X_train = np.array([[1, 2], [2, 3], [3, 3], [6, 7], [7, 8]])
y_train = np.array([0, 0, 0, 1, 1])  # Labels: 0 and 1

knn = KNeighborsClassifier(n_neighbors=3)
knn.fit(X_train, y_train)
print("Predicted class:", knn.predict([[4, 5]])[0])

Training Large Language Models (LLMs)

Training a Large Language Model (LLM) involves:

  1. Data Collection: Gathering vast amounts of text data (e.g., books, Wikipedia, forums).
  2. Tokenization: Splitting text into manageable units (tokens).
  3. Neural Network Architecture: Using Transformer models like GPT, BERT.
  4. Training Process:
  • Forward propagation: Input is passed through multiple layers.
  • Backpropagation: Model learns by adjusting weights based on errors.
  • Optimization: Using techniques like AdamW Optimizer.
  1. Training at Scale: Running on TPUs/GPUs across distributed servers.

Example Code for Tokenization:

from transformers import AutoTokenizer

tokenizer = AutoTokenizer.from_pretrained("bert-base-uncased")
text = "Machine learning is fascinating!"
tokens = tokenizer.tokenize(text)
print(tokens)

Fine-Tuning Large Language Models

Fine-tuning is an optimization step that tailors a pre-trained model to a specific task.

Steps in Fine-Tuning:

  1. Dataset Preparation: Smaller, task-specific data is used (e.g., medical texts for healthcare AI).
  2. Transfer Learning: Pre-trained weights are adjusted instead of training from scratch.
  3. Hyperparameter Optimization: Learning rate, batch size, epochs are adjusted.
  4. Task-Specific Training: Examples:
    • Chatbot Fine-Tuning: Training on customer support conversations.
    • Sentiment Analysis: Fine-tuning a model to detect emotions in reviews.
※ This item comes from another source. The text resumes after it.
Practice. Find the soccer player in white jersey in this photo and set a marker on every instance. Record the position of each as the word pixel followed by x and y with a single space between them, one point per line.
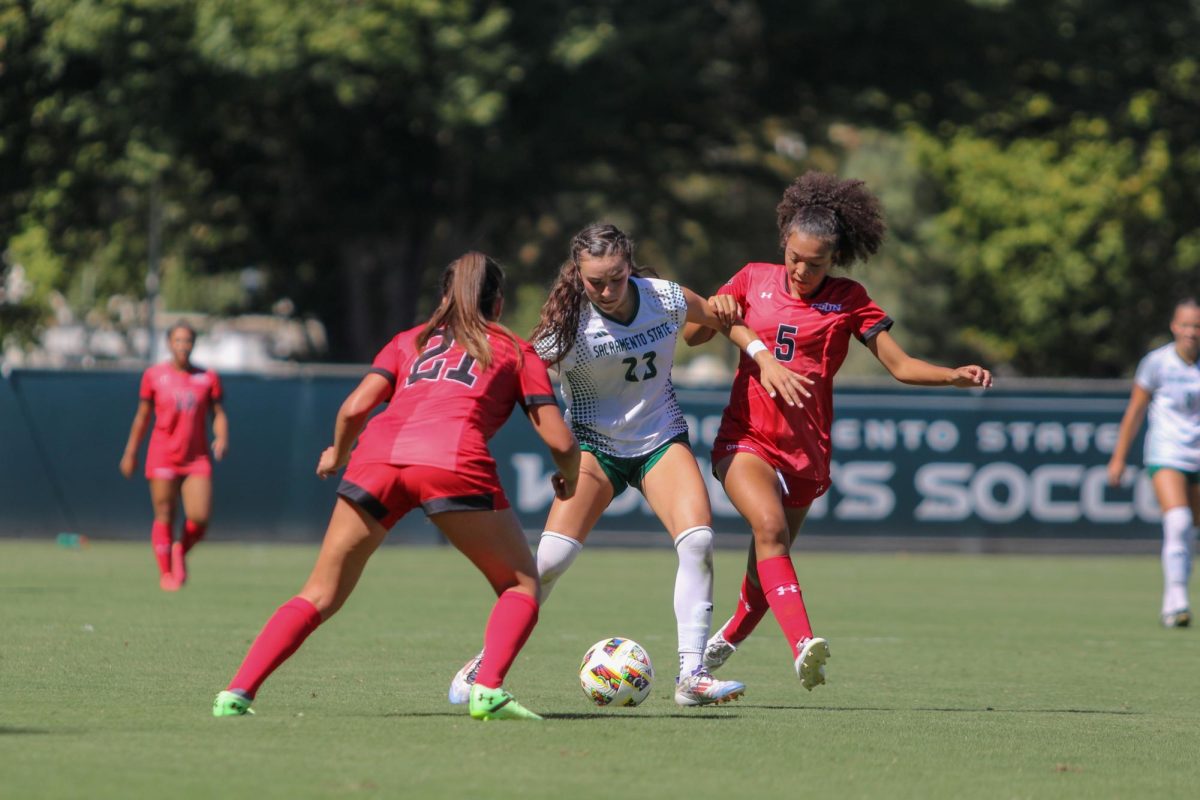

Example of Fine-Tuning a Pre-Trained Model:

from transformers import BertForSequenceClassification, Trainer, TrainingArguments

model = BertForSequenceClassification.from_pretrained("bert-base-uncased", num_labels=2)
training_args = TrainingArguments(output_dir="./results", num_train_epochs=3, per_device_train_batch_size=16)
trainer = Trainer(model=model, args=training_args)
trainer.train()

AI Models in Simple Applications

Here are a few common AI models used in real-world applications:

Model Application Example Use Case
Linear Regression Salary prediction Predicting employee salary based on experience
Logistic Regression Medical diagnosis Predicting disease risk based on patient data
K-Means Clustering Customer segmentation Grouping similar customers for targeted marketing
K-Nearest Neighbors (KNN) Spam detection Classifying emails as spam or non-spam
Decision Trees Credit risk analysis Predicting loan approval likelihood

Credit Risk Analysis Example:

from sklearn.tree import DecisionTreeClassifier

X_train = np.array([[700, 1], [650, 0], [720, 1], [580, 0], [630, 1]])  # [Credit Score, Has Stable Job (0/1)]
y_train = np.array([1, 0, 1, 0, 0])  # 1: Approved, 0: Denied

decision_tree = DecisionTreeClassifier()
decision_tree.fit(X_train, y_train)

print("Credit approval prediction:", decision_tree.predict([[680, 1]])[0])

Summary

  • Supervised, Unsupervised, and Reinforcement Learning are key ML types.
  • LLMs require massive datasets and powerful computing resources.
  • Fine-tuning improves AI performance for specific tasks.
  • Machine learning is widely used in real-world applications like finance, healthcare, and marketing.